In addition, because any robust evaluation of AI needs to consider not just technical methods but also social context(s), we consult a wider spectrum of perspectives to inform our AI review process, including social scientists and Google’s employee resource groups.

As one example, consider how we’ve built upon learnings from a case we published in our last AI Principles update: the review of academic research on text-to-speech (TTS) technology.
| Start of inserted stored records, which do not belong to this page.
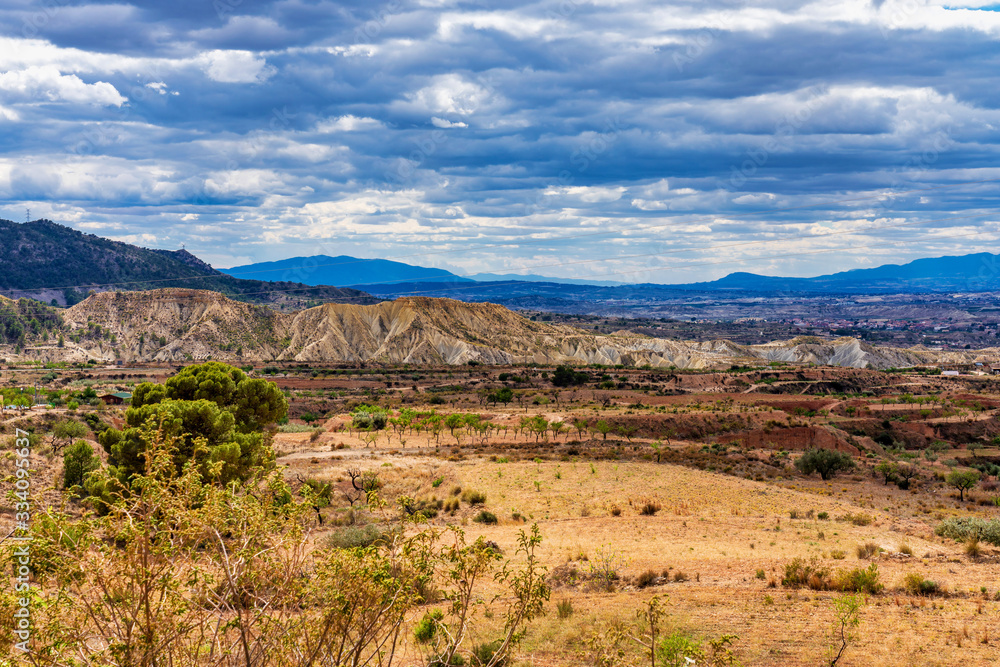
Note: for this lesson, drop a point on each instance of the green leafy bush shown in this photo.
(471, 497)
(859, 580)
(369, 418)
(485, 517)
(485, 654)
(915, 584)
(426, 627)
(824, 461)
(962, 528)
(78, 462)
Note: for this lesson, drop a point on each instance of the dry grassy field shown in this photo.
(679, 486)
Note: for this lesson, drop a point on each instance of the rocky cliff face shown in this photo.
(175, 324)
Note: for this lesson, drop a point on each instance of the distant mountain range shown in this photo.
(968, 273)
(971, 273)
(50, 262)
(344, 270)
(174, 325)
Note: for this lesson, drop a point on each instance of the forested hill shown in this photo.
(48, 261)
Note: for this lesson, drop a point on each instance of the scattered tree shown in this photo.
(963, 480)
(824, 461)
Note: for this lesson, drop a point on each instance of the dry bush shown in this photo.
(867, 550)
(915, 584)
(649, 508)
(972, 547)
(646, 579)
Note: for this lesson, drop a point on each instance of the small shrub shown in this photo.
(649, 508)
(915, 584)
(859, 580)
(961, 528)
(78, 462)
(426, 628)
(350, 537)
(972, 548)
(867, 550)
(824, 461)
(485, 654)
(678, 650)
(799, 573)
(471, 497)
(646, 579)
(485, 517)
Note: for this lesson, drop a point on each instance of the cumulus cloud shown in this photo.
(47, 84)
(529, 134)
(235, 67)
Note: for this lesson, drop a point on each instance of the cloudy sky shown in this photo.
(621, 139)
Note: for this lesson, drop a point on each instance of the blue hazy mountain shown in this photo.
(972, 273)
(344, 270)
(969, 273)
(341, 270)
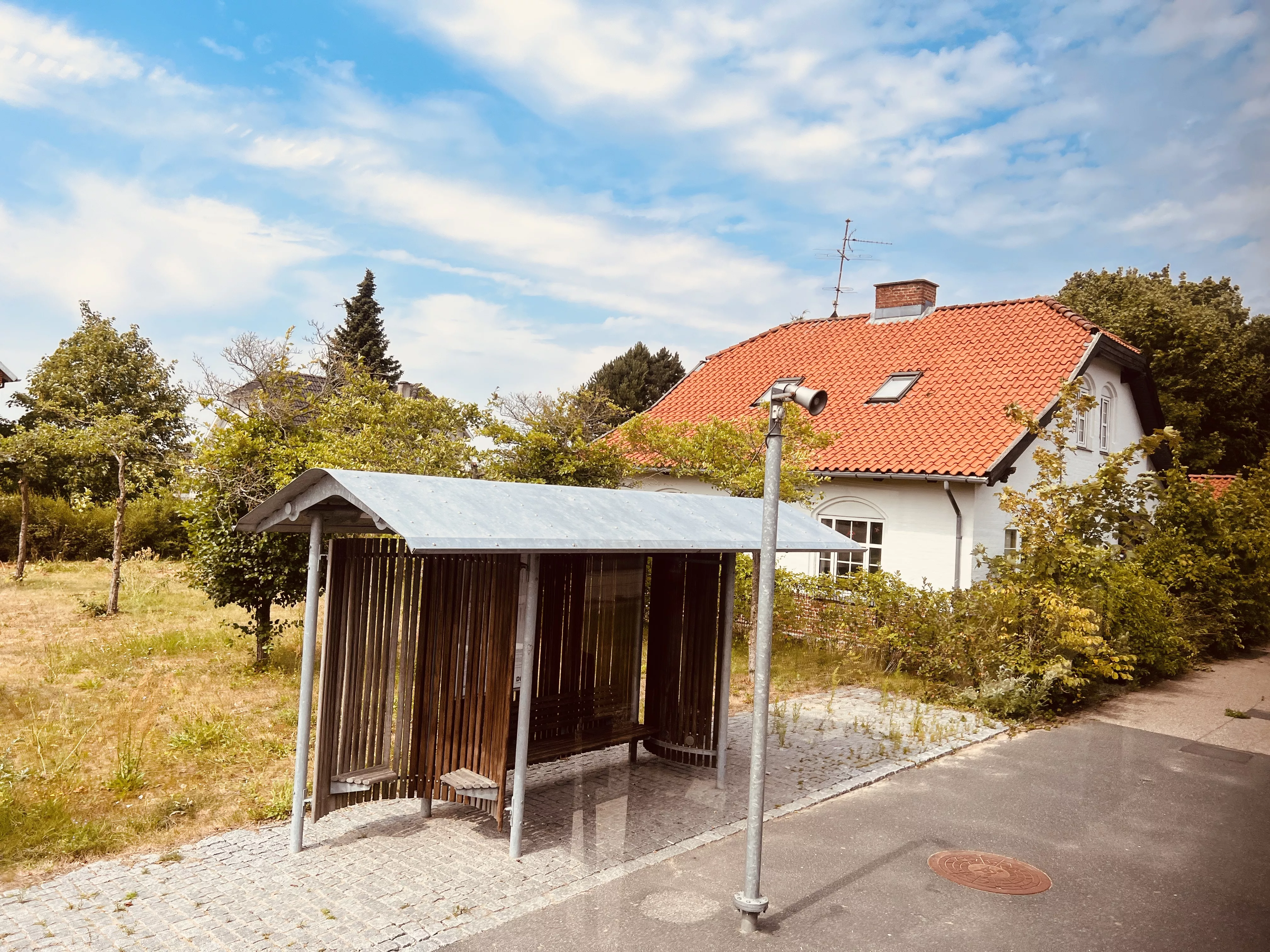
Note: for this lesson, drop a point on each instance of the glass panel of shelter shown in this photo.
(868, 532)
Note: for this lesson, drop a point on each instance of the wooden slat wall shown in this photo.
(417, 671)
(587, 654)
(685, 640)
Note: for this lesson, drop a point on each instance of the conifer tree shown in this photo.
(361, 337)
(637, 380)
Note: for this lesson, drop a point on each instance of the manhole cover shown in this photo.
(990, 873)
(683, 908)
Since then, we have applied what we learned in that earlier review to establish a Google-wide approach to TTS. Google Cloud’s Text-to-Speech service, used in products such as Google Lens, puts this approach into practice.

Because TTS could be used across a variety of products, a group of senior Google technical and business leads were consulted. They considered the proposal against our AI Principles of being socially beneficial and accountable to people, as well as the need to incorporate privacy by design and avoiding technologies that cause or are likely to cause overall harm.

Reviewers identified the benefits of an improved user interface for various products, and significant accessibility benefits for people with hearing impairments.
They considered the risks of voice mimicry and impersonation, media manipulation, and defamation.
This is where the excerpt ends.